“To amend the Internal Revenue Code of 1986 to establish a tax credit for neighborhood revitalization, and for other purposes.”
No CRS summary available for this bill.
This section sets forth congressional findings on the U.S. housing shortage—which experts estimate could take nearly a decade to address due to rising prices and insufficient supply and which disproportionately affects low-income and distressed communities—and on related issues including the role of homeownership in wealth-building and stability, the value gap impeding construction in distressed areas, and the potential of the Neighborhood Homes Investment Act to close financing gaps. It also expresses the sense of Congress that the neighborhood homes credit be administered to revitalize distressed communities in rural and urban areas, minimize application burdens on small businesses, and comply with the Fair Housing Act of 1968.

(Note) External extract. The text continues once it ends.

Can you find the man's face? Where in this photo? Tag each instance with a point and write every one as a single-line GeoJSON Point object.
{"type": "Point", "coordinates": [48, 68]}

This section establishes a new Neighborhood Homes Credit under new IRC §42A (as part of the general business credit under §38) for taxpayers selling qualified residences in affordable sales. The credit for each such residence equals the lesser of (1) the excess of reasonable development costs over the sale price (net of selling expenses), or up to 120% of that excess if determined necessary for financial feasibility by the Neighborhood Homes Credit Agency; (2) 40% of eligible development costs; or (3) 32% of the national median sale price for new homes (per most recent census data as of allocation date). Reasonable development costs include amounts for land/building acquisition, construction, substantial rehabilitation (exceeding the greater of $25,000 or 20% of acquisition costs), demolition, or remediation deemed necessary for feasibility (considering financing sources/uses, tax benefits, and cost reasonableness); eligible development costs are similar but limit land/building acquisition to 75% of total. Such costs generally are allowed only after agency allocation to the qualified project (except land/building acquisitions within prior three years, with related-party limits). A qualified residence is a single-family home (up to four units), condominium unit, or co-op unit that is (1) permanently affixed real property (on- or off-site manufactured), (2) part of a qualified project receiving an agency allocation, and (3) located in a qualified census tract. Qualified census tracts are those with median family income at or below 80% (or 100%) of area median, poverty rates at or above 130% (or city-level 150%) of area rate, and home values at or below area median (or 80%), or certain nonmetropolitan designations. (Thus, the credit subsidizes development costs for affordable housing sales in economically distressed neighborhoods.)